Gicht ist eine Stoffwechselerkrankung, die Gelenkentzündung (Arthritis) auslöst. Betroffen sind häufig männliche Patienten um den 50. Lebensjahr herum.

Die Erkrankung erfolgt in unvermittelten Gichtanfällen: starke Schmerzen, Rötung, Schwellung, Gelenküberwärmung. Oft kommen auch Fieberschüben vor. Befallen ist meist das Großzehengrundgelenk und wird dann als Podagra (Fußgicht) bezeichnet. Wesentlich seltener trifft es Knie-, Sprung- und Daumengrundgelenk. Zudem bilden sich Gichtknoten, also Harnsäureablagerung, u.a. an Ohrmuschel oder gelenknahen Sehnen.

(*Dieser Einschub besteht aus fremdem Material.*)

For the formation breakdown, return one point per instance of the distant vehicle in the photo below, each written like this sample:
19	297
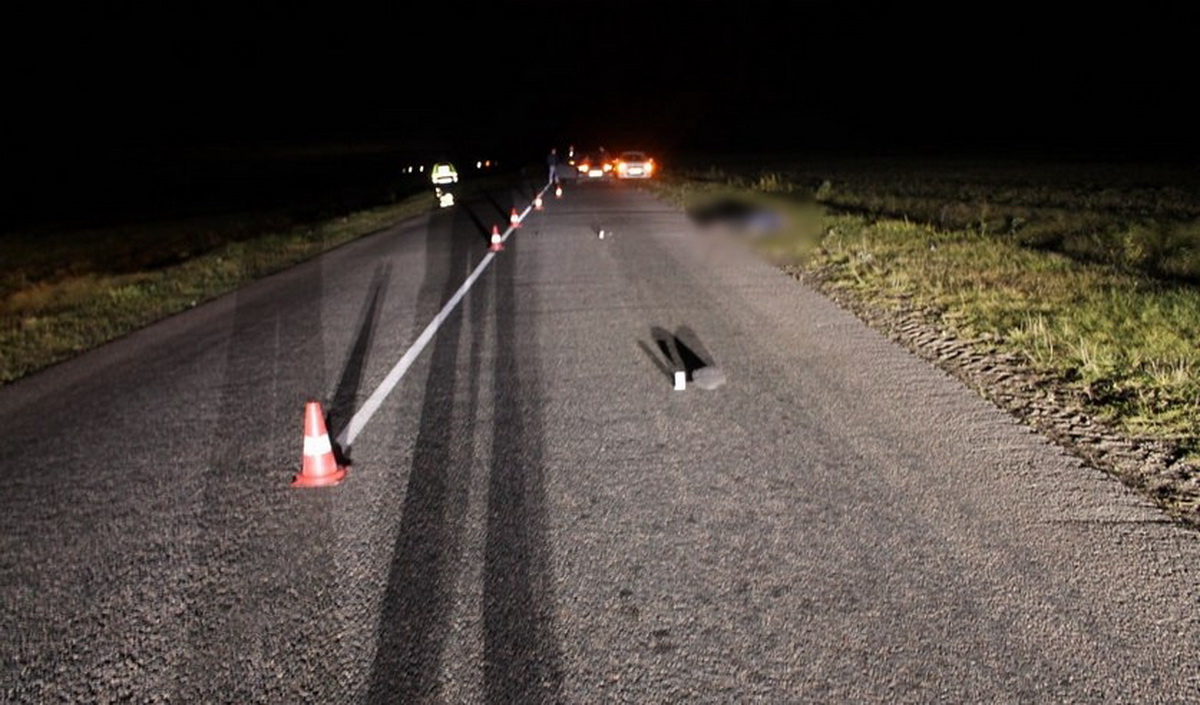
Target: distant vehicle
593	167
635	166
444	173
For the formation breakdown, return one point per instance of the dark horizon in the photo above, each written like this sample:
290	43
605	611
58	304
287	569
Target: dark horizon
114	102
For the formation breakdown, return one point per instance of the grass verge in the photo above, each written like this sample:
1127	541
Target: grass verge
67	293
1115	335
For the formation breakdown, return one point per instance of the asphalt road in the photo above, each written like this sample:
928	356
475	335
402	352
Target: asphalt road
535	514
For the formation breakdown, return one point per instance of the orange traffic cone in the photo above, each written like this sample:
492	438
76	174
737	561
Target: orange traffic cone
319	465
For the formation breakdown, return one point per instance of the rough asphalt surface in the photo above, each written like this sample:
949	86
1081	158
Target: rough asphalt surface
537	516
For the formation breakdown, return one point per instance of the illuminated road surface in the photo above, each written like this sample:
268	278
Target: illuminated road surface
537	514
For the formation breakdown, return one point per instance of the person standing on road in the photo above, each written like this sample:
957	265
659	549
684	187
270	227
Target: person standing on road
552	163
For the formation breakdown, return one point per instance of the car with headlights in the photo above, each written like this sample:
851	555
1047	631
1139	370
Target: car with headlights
634	166
593	166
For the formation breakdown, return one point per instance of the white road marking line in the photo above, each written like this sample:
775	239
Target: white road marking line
363	416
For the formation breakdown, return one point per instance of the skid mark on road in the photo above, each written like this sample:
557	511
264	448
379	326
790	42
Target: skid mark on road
522	663
415	604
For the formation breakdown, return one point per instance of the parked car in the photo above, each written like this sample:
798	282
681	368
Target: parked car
593	166
635	166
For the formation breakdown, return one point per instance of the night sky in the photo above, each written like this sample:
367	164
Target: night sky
115	96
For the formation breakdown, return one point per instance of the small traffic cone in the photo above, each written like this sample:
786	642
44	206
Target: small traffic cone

Die Ursache für Gicht ist ein erhöhter Harnsäurespiegel im Blut, medizinisch Hyperurikämie genannt. Hierdurch bilden sich Urate, also feste Harnsäurekristalle im Gelenkgewebe und dessen Umfeld, was zu krankhaften Veränderungen führt. Grund für die hohe Konzentration an Harnsäure ist meist eine gestörte Nierenfunktion. Die abgelagerten Urate können auch andere Organe befallen und schädigen.

Behandelt wird die Gicht durch physiotherapeutische Maßnahmen, wie Ruhigstellung und Kühlung, und durch Medikamente wie Antirheumatika und Kortisontabletten. Auch bestimmte Diätregeln (sogenannte purinarme Kost) und Alkoholverzicht werden empfohlen.